3rd International Nanotechnology Conference & Expo
May 7-9, 2018, Rome, Italy
Extremely Wide Detection Range MoS2 Phototransistor for use Novel Light Detecting Mechanism
Korea University, South Korea
We have developed the MoS2 phototransistors using Ge back gate electrode, which can detect the infrared light using a novel light detecting mechanism in MoS2 phototransistors for the first time. Since the phototransistor can detect the visible light as same as typical MoS2 phototransistor, the MoS2 phototransistor with Ge back gate has a considerable wide detection range from visible to infrared. The mechanisms of detection in visible light and infrared light have been successfully investigated. The infrared detection has been verified by the comparison between Si and Ge back gate electrodes.
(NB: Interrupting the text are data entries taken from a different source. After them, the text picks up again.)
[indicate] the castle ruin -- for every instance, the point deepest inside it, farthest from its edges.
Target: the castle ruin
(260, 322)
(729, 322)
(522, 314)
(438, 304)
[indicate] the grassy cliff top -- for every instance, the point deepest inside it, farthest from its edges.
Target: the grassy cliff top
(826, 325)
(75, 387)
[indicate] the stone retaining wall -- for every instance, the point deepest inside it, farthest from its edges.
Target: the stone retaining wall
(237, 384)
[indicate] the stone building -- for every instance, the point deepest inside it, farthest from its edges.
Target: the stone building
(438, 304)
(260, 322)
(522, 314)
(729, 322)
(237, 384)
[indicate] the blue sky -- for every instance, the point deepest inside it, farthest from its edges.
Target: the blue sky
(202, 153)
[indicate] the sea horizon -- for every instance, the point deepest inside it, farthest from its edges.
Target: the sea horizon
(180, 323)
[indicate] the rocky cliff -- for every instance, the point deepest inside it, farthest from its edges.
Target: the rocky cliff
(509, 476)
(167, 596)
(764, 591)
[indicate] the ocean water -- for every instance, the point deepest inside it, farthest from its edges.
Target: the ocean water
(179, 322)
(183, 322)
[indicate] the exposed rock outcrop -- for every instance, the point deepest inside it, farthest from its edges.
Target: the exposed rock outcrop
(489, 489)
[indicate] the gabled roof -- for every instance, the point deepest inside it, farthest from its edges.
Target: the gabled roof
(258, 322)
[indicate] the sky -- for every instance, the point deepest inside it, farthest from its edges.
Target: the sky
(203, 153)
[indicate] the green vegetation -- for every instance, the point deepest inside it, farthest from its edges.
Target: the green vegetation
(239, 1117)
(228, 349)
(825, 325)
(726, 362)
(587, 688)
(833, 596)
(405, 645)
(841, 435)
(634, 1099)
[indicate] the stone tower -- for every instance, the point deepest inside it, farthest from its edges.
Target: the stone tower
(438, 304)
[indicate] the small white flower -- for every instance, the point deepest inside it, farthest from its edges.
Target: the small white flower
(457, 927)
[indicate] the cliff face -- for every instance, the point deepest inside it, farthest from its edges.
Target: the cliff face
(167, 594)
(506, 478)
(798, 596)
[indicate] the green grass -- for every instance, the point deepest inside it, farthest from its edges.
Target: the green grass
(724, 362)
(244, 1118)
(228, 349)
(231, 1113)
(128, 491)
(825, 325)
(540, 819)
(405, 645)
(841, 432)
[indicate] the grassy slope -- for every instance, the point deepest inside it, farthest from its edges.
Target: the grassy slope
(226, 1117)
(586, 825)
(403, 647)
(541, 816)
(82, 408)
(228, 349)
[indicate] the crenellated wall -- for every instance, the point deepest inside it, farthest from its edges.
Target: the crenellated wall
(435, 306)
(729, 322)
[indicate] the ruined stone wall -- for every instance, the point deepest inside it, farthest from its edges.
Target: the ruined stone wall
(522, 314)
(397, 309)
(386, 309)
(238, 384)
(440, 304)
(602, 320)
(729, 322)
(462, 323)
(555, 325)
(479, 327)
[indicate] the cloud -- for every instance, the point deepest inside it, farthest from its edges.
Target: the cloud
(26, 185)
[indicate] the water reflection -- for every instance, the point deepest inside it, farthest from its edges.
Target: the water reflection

In the infrared light, the phototransistor operates by the mechanism of threshold voltage shifts through modification of band bending at the Ge-SiO2 interface caused by accumulated electrons, and the values are from -0.432 to -0.212 V. This novel light detecting mechanism can be applied to all TMDs-based phototransistors regardless of the channel materials because the back gate absorbs the infrared light, not the channel region. When the infrared light is incident, the rising and decaying times are 0.1 ms and 45 ms, respectively. The temporal response with the visible light is similar to the previously developed MoS2 phototransistors, however, in the infrared light, the MoS2 phototransistor in this work exhibits very fast operation speed. Furthermore, the Vth shift depending on the incident infrared light can be tunable through the SAL doping on MoS2. According to these advantages, the MoS2 phototransistors with the Ge gate are expected to be used for next generation phototransistor in the optoelectronic platform.
Seung-Geun Kim received his B.S. degree in Materials Science and Engineering from Korea University, Seoul, South Korea, in 2016. He is currently pursuing his Ph.D. degree in Department of Semiconductor Systems Engineering from Korea University. His current research interests include optoelectronics and CMOS technology.